5) IT'S APPROPRIATE TO COMMENT ON PEOPLE'S FOOD AND BODIES
aka: It usually happens and I just need to swallow it Since parties generally involve both food and people, there is a distinct chance you may encounter conversations about what people are eating as well as what the people look like. If you are familiar with having to deal with intrusive and unhelpful comments about food and weight, you might appreciate these tips.They are designed to help ensure that you don’t get derailed by others’ (sometimes well-intentioned but totally misguided) comments.
Other person: “Do you know that there are x amount of calories in what you're eating?”

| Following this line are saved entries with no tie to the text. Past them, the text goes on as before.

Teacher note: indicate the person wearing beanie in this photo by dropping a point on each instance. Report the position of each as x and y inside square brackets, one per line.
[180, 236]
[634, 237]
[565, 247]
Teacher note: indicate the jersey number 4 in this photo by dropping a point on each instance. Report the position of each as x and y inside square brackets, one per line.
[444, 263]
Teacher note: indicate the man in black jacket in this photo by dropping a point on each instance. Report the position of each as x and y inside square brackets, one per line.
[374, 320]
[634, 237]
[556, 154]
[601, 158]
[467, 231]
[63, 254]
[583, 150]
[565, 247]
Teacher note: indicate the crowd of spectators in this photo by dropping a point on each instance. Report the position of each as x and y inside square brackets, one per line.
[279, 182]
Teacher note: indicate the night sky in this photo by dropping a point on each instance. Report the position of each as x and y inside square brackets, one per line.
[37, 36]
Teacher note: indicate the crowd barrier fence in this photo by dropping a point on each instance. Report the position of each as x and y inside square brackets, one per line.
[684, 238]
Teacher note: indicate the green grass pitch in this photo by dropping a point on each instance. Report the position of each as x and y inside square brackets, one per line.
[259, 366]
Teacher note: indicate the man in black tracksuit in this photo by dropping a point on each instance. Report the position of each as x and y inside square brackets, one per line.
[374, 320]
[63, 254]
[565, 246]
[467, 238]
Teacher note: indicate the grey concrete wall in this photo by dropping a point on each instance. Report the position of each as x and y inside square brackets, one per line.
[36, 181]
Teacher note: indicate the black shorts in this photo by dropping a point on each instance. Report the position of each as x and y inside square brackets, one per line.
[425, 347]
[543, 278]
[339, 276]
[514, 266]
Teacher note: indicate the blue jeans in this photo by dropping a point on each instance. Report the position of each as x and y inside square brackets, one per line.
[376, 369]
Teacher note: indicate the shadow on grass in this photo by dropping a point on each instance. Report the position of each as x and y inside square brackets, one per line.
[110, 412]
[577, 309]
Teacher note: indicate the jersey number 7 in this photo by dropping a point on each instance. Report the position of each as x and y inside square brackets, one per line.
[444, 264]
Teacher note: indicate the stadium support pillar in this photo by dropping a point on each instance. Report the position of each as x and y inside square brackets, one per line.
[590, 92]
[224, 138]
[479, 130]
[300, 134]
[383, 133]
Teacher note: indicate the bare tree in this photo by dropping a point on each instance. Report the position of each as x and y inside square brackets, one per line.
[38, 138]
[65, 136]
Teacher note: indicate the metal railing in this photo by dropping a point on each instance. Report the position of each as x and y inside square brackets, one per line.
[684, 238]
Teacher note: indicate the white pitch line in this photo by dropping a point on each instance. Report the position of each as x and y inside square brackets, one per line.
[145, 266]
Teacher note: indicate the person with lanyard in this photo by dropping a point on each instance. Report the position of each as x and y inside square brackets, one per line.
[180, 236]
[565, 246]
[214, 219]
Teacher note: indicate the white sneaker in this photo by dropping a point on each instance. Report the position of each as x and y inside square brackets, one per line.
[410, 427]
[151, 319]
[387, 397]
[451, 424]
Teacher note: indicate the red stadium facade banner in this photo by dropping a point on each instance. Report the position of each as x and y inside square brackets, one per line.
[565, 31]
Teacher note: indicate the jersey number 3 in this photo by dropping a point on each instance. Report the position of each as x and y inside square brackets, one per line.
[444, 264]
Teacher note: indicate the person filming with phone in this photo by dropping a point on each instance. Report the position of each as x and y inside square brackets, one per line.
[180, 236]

You: “No, really? And here I thought this was calorie-free!”
Be Straight Up
Other person: “Did you lose weight?”
You: “Please don’t comment on my body.” Or, “My body, my business.”
Other person: “Don’t you usually eat healthy food?”

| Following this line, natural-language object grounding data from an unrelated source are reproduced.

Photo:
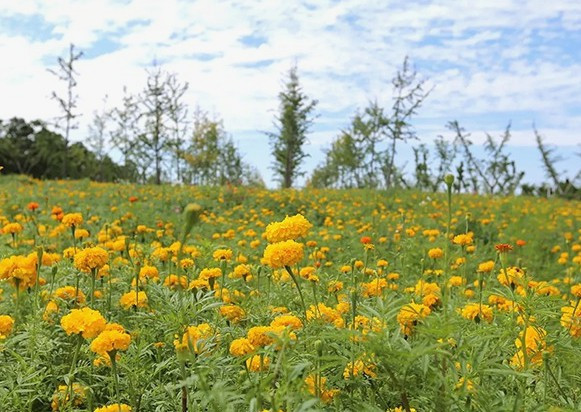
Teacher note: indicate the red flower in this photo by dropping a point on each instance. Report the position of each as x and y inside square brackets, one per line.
[365, 240]
[503, 247]
[32, 206]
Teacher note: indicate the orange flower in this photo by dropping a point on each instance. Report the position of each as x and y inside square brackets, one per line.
[503, 248]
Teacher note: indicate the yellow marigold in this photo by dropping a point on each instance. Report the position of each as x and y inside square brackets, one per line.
[62, 396]
[326, 314]
[463, 239]
[112, 340]
[486, 267]
[199, 284]
[290, 228]
[150, 272]
[286, 253]
[67, 293]
[232, 312]
[410, 314]
[6, 326]
[81, 234]
[287, 321]
[477, 312]
[363, 366]
[241, 347]
[222, 254]
[19, 270]
[91, 258]
[129, 299]
[72, 219]
[259, 336]
[512, 277]
[209, 273]
[326, 395]
[570, 321]
[240, 271]
[576, 290]
[373, 288]
[258, 363]
[456, 281]
[334, 286]
[12, 228]
[50, 310]
[174, 282]
[86, 321]
[116, 407]
[194, 338]
[435, 253]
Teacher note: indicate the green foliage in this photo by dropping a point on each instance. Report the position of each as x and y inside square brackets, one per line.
[292, 124]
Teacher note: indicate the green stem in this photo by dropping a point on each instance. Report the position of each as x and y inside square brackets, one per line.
[290, 272]
[73, 364]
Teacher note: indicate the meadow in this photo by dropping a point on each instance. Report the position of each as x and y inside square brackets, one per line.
[123, 297]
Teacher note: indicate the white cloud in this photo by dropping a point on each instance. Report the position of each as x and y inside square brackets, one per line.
[347, 51]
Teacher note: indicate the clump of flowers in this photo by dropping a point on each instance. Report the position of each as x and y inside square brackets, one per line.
[477, 312]
[86, 322]
[132, 299]
[290, 228]
[91, 258]
[284, 253]
[195, 339]
[6, 326]
[409, 316]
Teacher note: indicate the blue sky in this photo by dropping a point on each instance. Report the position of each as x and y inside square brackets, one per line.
[490, 62]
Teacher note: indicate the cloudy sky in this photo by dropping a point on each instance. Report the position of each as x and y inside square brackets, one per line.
[490, 62]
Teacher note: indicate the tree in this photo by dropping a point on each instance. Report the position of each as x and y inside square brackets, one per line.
[213, 158]
[157, 103]
[68, 103]
[292, 126]
[409, 96]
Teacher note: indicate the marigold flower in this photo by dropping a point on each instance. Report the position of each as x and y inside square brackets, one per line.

You: “This is what I’m choosing to eat right now.” Or, “My food, my business.”
Be a Broken Record
If the other person does not pick up on your not- so-subtle cues, bear in mind that this indicates an issue with their boundaries. When that happens, you can try a “broken record“ approach, and keep repeating your one-liner until the other person finally walks off to the buffet.
Build Your Bubble
Even with practiced come-back lines, triggering comments are still, well, triggering. This is why you'll want to work not only on your external responses, but your internal response too. Even if other people don't have good boundaries, you can still develop a good solid personal boundary. Imagine having a clear bubble around you. This bubble is permeable, but you get to choose what to allow in. You can bring this bubble in as close as you want, or expand it as much as you need. Before the party, you can try imagining negative energy trying to enter your space and practice noticing how your bubble can deflect the negative energy. When you’re at an event and you hear triggering conversations, or you’re on the receiving end of clueless commentary, envision your bubble again. Remember that no one has the power to enter your boundaries without your consent. Remember that your boundaries are strong enough to deflect even the most triggering of comments. And remember that you, and only you, know what you need in the moment. Your experience doesn’t have to defined by other people’s opinions.